Wochenlang gekämpft: Endlich gibt sie sich dem Plattenverkäufer hin

Nach wochenlangem Flirten gibt die 32-jährige Monica sich endlich dem geilen Plattenverkäufer hin und lässt sich vor den Augen ihres erregten Mannes hart durch

11 min read September 11, 2026New

Ich muss das endlich erzählen, so dreckig und ehrlich, wie es war. Ich bin Monica, zweiunddreißig, und mit Terrence seit Jahren verheiratet. Unsere Ehe war… funktionierend. Langweilig. Sex einmal die Woche, immer im Dunkeln, immer dieselben Bewegungen, immer sein halbstarres Ding, das kaum reichte, mich richtig nass zu machen. Wir hatten einen kleinen Plattenladen in der Innenstadt. Vinyl, Raritäten, der Geruch von altem Karton und Staub. Terrence saß meist im Hinterzimmer, sortierte Bestellungen, tippte Rechnungen. Ich bediente vorne.

Seit Wochen kam Wesley. Achtundzwanzig, breite Schultern, enge Jeans, dieses freche Grinsen. Ein Plattenverkäufer aus der Großstadt, der uns seltene Pressungen brachte und nebenbei alles aufkaufte, was sich lohnte. Jedes Mal, wenn die Türglocke klingelte und er reinspazierte, spürte ich es sofort zwischen den Beinen. Ein Ziehen, warm und peinlich.

„Monica“, sagte er beim ersten Mal schon, die Augen wanderten offen über meine Brüste unter dem engen Top. „Du siehst heute wieder aus, als würdest du jeden Schwanz im Umkreis von zehn Kilometern hart machen.“

Ich lachte verlegen, spürte aber, wie meine Nippel sich aufrichteten. Terrence hörte es durch die angelehnte Tür. Ich wusste es. Später, zu Hause, fickte er mich schneller als sonst, stöhnte dabei meinen Namen und kam viel zu früh. Er war gedemütigt. Und erregt. Ich sah es an dem nassen Fleck in seiner Unterhose, bevor er sich überhaupt ausgezogen hatte.

Woche um Woche. Wesley lehnte sich über den Tresen, seine Hand streifte absichtlich meinen Arm, dann meinen Hüftknochen. „Dein Arsch in dem Rock… fuck, Monica. Wenn dein Mann nicht da wäre, würde ich dich hier und jetzt über diesen Tresen biegen.“ Seine Stimme war rau. Ich wurde tropfnass. Spürte, wie meine Schamlippen aneinanderklebten, jedes Mal wenn er ging. Ich konnte es Terrence nicht mehr verheimlichen. Abends, im Bett, griff ich nach seinem Schwanz und flüsterte: „Er hat wieder was über meine Titten gesagt. Dass er sie aus dem BH reißen und daran saugen will.“

Terrence stöhnte auf, als hätte ich ihn geschlagen. Sein Schwanz zuckte in meiner Hand. Klein, im Vergleich zu dem, was ich mir unter Wesleys Hose vorstellte. „Scheiße, Monica…“, keuchte er. „Hör auf. Oder… hör nicht auf.“

Es eskalierte in mir. Nach Wochen des heimlichen Fantasierens – ich wichste mich auf der Toilette des Ladens, zwei Finger in der Fotze, während ich an Wesleys Mund dachte – platzte es aus mir heraus. Wir saßen abends auf der Couch. Ich drehte mich zu Terrence, mein Herz hämmerte.

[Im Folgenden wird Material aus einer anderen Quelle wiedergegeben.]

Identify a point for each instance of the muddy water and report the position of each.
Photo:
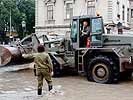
(21, 85)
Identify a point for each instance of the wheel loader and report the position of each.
(103, 61)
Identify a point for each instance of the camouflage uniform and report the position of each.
(43, 66)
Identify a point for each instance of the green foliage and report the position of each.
(21, 10)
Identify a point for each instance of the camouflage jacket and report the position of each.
(41, 60)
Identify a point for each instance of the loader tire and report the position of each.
(102, 70)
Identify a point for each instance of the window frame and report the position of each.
(91, 6)
(69, 10)
(50, 12)
(131, 13)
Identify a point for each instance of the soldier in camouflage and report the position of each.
(43, 67)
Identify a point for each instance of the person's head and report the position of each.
(40, 48)
(85, 24)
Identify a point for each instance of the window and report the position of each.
(118, 8)
(50, 12)
(96, 25)
(69, 10)
(91, 7)
(123, 13)
(132, 13)
(128, 15)
(74, 31)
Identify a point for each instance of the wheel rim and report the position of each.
(100, 72)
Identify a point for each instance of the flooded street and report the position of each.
(22, 85)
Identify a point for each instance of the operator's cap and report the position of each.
(40, 48)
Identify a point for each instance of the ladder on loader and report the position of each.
(80, 58)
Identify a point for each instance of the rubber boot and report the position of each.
(39, 91)
(50, 87)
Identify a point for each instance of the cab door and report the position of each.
(97, 30)
(74, 33)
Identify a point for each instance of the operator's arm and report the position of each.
(28, 56)
(50, 63)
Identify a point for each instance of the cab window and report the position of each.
(96, 25)
(74, 31)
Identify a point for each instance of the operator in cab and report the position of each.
(85, 34)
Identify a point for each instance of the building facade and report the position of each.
(131, 14)
(54, 16)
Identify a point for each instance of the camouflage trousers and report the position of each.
(44, 74)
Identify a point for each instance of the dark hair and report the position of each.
(40, 48)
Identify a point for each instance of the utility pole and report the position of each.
(10, 22)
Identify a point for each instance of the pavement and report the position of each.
(22, 85)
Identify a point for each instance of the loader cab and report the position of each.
(96, 30)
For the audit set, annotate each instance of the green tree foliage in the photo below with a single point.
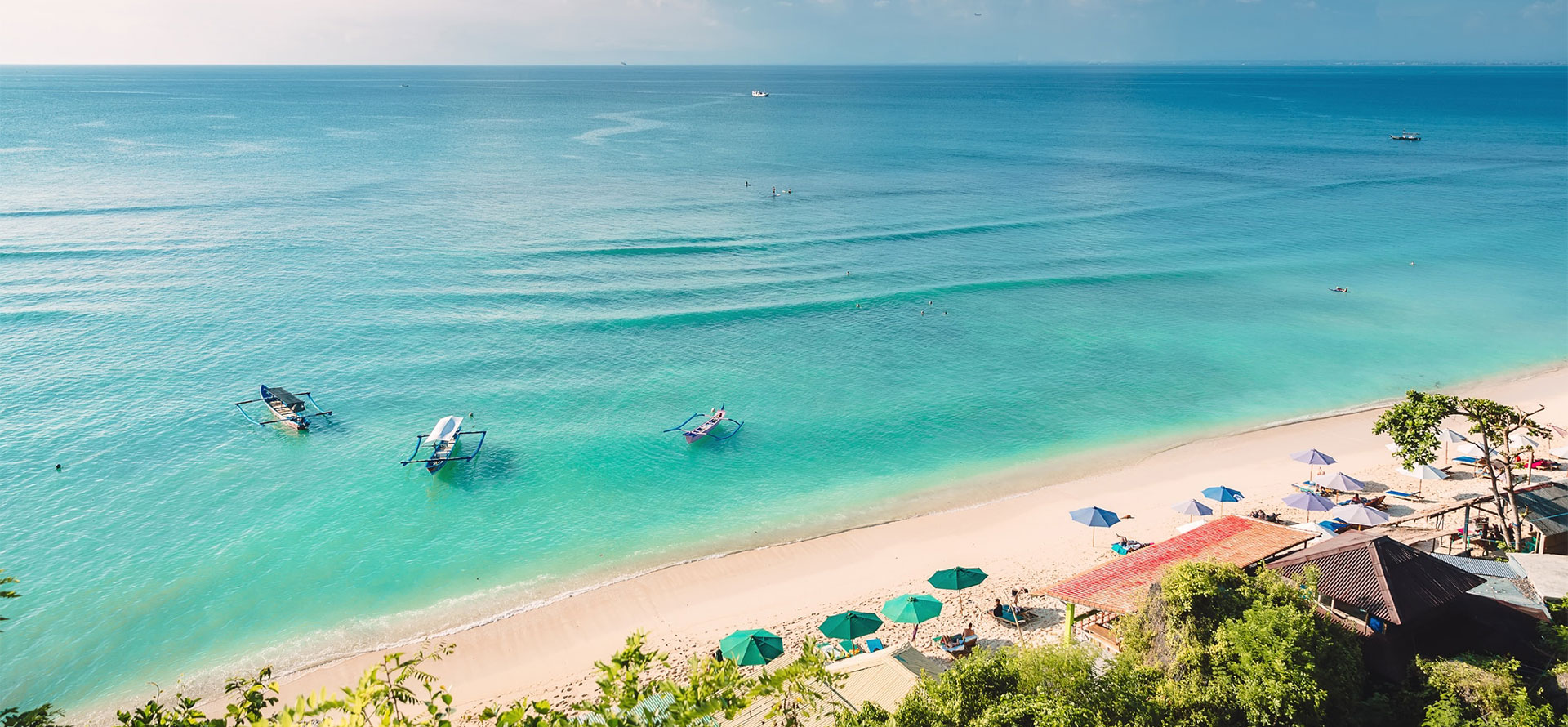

„Ich will ihn“, sagte ich klar. „Wesley. Ich will seinen Schwanz. Ich will, dass er mich fickt, richtig fickt, so wie du es nie tust.“

Terrence wurde blass, dann rot. Seine Hose spannte sich sofort. Er schluckte, die Hände zitterten. „Ich… ich hab davon geträumt“, gestand er heiser. „Seit Monaten. Dass du dich von einem anderen durchnehmen lässt. Dass ich… zusehen muss. Oder wenigstens davon hören.“ Er zögerte, biss sich auf die Lippe. „Mach es. Aber… komm danach zu mir. Erzähl mir alles.“

Die Zustimmung hing schwer zwischen uns, feucht und schmutzig. Ich küsste ihn, fühlte seinen harten, kleinen Schwanz gegen meinen Bauch. „Du willst das wirklich“, murmelte ich. Es war keine Frage.

Zwei Tage später kam Wesley wieder. Vormittag, wenig Kunden. Terrence war im Hinterzimmer. Ich ging rüber, schloss die Tür zum Lager, flüsterte meinem Mann zu: „Geh nach Hause. Jetzt. Er ist da.“ Terrence starrte mich an, die Hose bereits gewölbt, nickte stumm und verschwand durch den Hinterausgang. Seine Demütigung roch ich förmlich – und seine Erregung.

Ich ging zurück, drehte das Türschild auf „Geschlossen“, schloss ab. Wesley stand am Regal, eine seltene Jazz-Pressung in der Hand. Er hob eine Augenbraue.

„Monica?“

Ich ging direkt auf ihn zu, packte sein Shirt, zog ihn herunter. „Ich will dich endlich ficken“, sagte ich ihm ins Gesicht, ohne Umschweife. „Wochenlang. Jedes Kompliment, jeder Blick – ich bin nass davon geworden. Mein Mann weiß es. Er hat zugestimmt. Kein Zwang. Nur… das hier.“ Ich griff zwischen seine Beine, spürte den dicken Schaft, der sich schon hob. „Willst du?“

Sein Grinsen wurde dunkel, hungrig. „Fuck ja.“ Er küsste mich hart, Zunge tief, Hände gleich unter mein Top, kneteten meine Brüste, zogen die Nippel. Ich stöhnte in seinen Mund, rieb mich an seinem Oberschenkel.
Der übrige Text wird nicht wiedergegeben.